Comparative studies focused on bats have furthered our understanding of variation in aging across the mammal tree of life and suggested factors that may underlie their extended healthspans: telomeres, mitochondria, microbiome, and metabolome. A recently published longitudinal study highlighted that bats exhibit a unique, age-related gene expression pattern associated with DNA repair, immunity, and autophagy. Indeed, autophagy and proteostasis were previously suggested to be the common mechanisms that maintain health in long-lived species, including bats. Enhanced autophagy has also been suggested as an anti-viral mechanism in bats which may also contribute to longer healthspans.
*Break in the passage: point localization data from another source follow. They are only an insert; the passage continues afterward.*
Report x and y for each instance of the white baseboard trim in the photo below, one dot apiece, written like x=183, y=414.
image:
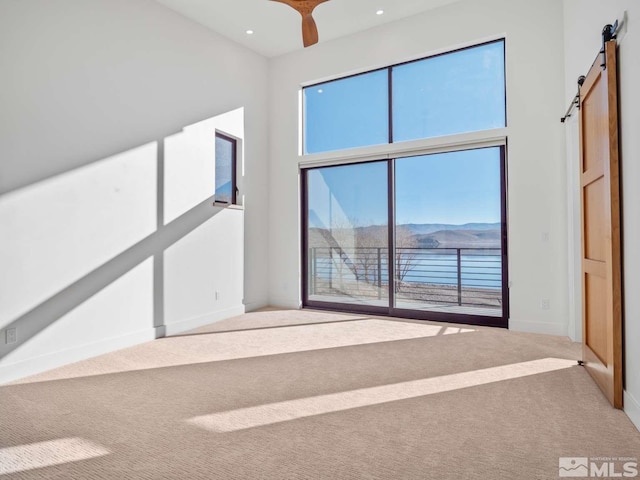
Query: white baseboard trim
x=181, y=326
x=632, y=408
x=547, y=328
x=34, y=365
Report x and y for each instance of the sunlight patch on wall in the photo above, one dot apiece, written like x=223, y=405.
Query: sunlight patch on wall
x=59, y=230
x=273, y=413
x=46, y=454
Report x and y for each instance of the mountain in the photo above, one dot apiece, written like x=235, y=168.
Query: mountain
x=428, y=235
x=460, y=239
x=423, y=228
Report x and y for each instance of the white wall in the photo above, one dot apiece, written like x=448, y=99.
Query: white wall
x=584, y=21
x=536, y=170
x=101, y=244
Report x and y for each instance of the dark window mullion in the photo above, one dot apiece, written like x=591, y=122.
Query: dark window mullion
x=390, y=86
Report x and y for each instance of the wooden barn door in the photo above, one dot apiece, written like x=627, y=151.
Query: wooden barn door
x=601, y=256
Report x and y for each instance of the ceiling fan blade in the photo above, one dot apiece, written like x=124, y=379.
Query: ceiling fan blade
x=305, y=8
x=309, y=31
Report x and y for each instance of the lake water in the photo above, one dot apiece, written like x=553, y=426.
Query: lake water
x=482, y=271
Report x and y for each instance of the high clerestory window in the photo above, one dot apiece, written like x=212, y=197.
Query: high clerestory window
x=451, y=93
x=225, y=169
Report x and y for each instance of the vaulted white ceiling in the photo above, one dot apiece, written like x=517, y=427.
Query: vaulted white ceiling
x=277, y=27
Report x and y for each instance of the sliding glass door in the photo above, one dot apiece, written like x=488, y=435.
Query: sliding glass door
x=448, y=243
x=347, y=234
x=444, y=257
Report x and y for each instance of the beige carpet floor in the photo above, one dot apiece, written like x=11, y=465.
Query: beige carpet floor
x=283, y=394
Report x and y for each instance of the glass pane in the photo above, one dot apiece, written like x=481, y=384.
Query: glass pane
x=458, y=92
x=347, y=113
x=448, y=232
x=348, y=234
x=225, y=150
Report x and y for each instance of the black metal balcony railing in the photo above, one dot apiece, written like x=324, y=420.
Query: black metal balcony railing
x=456, y=276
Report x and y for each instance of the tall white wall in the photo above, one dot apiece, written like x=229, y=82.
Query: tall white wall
x=584, y=21
x=536, y=167
x=108, y=235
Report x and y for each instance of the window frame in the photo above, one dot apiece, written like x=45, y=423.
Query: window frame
x=389, y=68
x=234, y=166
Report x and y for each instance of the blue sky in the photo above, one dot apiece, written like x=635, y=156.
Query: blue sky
x=454, y=93
x=454, y=188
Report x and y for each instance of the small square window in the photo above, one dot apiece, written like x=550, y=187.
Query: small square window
x=226, y=151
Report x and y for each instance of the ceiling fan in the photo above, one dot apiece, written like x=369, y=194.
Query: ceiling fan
x=305, y=8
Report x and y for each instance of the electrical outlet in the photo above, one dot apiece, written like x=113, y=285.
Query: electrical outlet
x=10, y=336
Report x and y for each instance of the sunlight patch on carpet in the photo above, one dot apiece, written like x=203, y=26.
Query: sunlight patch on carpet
x=46, y=454
x=273, y=413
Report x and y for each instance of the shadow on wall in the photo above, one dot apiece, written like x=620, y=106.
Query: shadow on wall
x=123, y=246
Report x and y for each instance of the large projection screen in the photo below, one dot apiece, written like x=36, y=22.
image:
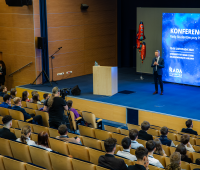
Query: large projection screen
x=181, y=66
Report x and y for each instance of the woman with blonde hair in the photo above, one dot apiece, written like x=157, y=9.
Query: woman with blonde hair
x=56, y=105
x=25, y=136
x=159, y=150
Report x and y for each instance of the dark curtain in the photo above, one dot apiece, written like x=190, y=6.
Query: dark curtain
x=44, y=33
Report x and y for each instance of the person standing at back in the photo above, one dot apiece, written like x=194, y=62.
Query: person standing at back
x=189, y=129
x=5, y=131
x=143, y=133
x=56, y=105
x=157, y=64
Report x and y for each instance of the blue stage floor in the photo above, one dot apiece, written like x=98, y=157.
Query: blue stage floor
x=178, y=100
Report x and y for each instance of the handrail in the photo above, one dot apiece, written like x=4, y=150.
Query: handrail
x=20, y=68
However until now, studying the age-dependent changes of autophagy in wild bat populations has been hindered by the logistical challenges
Autophagy is a convergent mechanism of multiple longevity pathways, playing a role in lifespan extension promoted by reduced insulin/IGF-1, mTOR inhibition, and dietary restriction in mammals. Functional studies in model species demonstrate that reduced autophagy shortens lifespan, while increased autophagy extends it. Accordingly, many studies have demonstrated that autophagy decreases with age, and it has been inferred that this gradual decrease could play a major role in the functional deterioration of aging organisms.
Here, drawing on more than eight years of mark-recapture field studies, we report the first longitudinal analysis of autophagy regulation in bats. Mining of published population level aging blood transcriptomes (M. myotis, mouse and human) highlighted a unique increase of autophagy related transcripts with age in bats, but not in other mammals. This bat-specific increase in autophagy transcripts was recapitulated by the western blot determination of the autophagy marker, LC3II/I ratio, in skin primary fibroblasts (M. myotis, Pipistrellus kuhlii, mouse), that also showed an increase with age in both bat species. Further phylogenomic selection pressure analyses across eutherian mammals (n=70 taxa; 274 genes) uncovered 10 autophagy-associated genes under selective pressure in bat lineages. These molecular adaptations potentially mediate the exceptional age-related increase of autophagy signalling in bats, which may contribute to their longer healthspans.